On Thu, Sep 13, 2012 at 2:49 AM, Nicholas Nethercote
<n.netherc...@gmail.com> wrote:
> On Thu, Sep 13, 2012 at 4:27 PM, Jonas Sicking <jo...@sicking.cc> wrote:
>>
>> * Some content providers strike deals with hardware manufacturers
>> which allow devices made by the manufacturer to access content for
>> free. One way that this is implemented is by looking for tokens in UA
>> strings and serve content based on this.
>
> I think this is the worst abuse of a UA string I've ever heard of.

Actually, I would say this is one of the stronger use cases that I've
seen for UA sniffing.

Pulling a random hardware manufacturer name here since I honestly have
no idea who has been creating deals like this. Say that HTC wants to
market their phones towards soccer enthusiasts. They could do this by
paying the local soccer league access to a set of games which will be
streamed from HTCs website.

There is no practical way for them to enforce that only HTC users
access this content. There is no way they could get even a fraction of
HTC customers by chasing down all telephony providers and asking them
who they have been selling HTC devices to. Then getting the home
addresses or phone numbers of all of these people and sending them
mail or text messages with username/passwords for accessing this
content. This is especially true in a country like Brazil where
prepaid accounts are very common. As is people having multiple sim
cards (this is by far more common than just having one sim card).

And even if they did manage to do this, the credentials for how to
access this content would immediately be widely spread among friends.

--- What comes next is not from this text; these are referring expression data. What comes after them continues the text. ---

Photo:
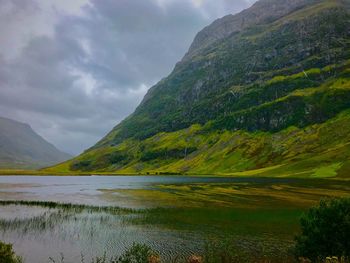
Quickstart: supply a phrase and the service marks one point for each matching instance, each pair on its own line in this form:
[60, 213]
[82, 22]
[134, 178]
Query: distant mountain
[265, 91]
[22, 148]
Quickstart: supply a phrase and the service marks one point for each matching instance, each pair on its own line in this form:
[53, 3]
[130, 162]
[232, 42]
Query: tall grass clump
[7, 255]
[325, 231]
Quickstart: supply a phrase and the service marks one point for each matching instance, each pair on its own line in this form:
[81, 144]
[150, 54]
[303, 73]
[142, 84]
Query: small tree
[7, 255]
[325, 230]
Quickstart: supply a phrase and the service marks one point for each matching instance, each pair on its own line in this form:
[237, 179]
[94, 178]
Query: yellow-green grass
[264, 209]
[320, 150]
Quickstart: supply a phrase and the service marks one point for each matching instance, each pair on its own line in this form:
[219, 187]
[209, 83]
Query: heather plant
[325, 231]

Filtering on UA tokens is most certainly not a "safe" solution here.
But it seems like information about how to "hack" this would be much
harder for people to figure out, and so would abuse is unlikely to be
nearly as widespread.

So it seems to me that not putting hardware tokens in the UA string
effectively disables this business model.

I can't say that I hold this business model particularly high in
regard. But I also don't feel that it's terrible enough that I can say
that it's a business model I obviously feel ok with disabling.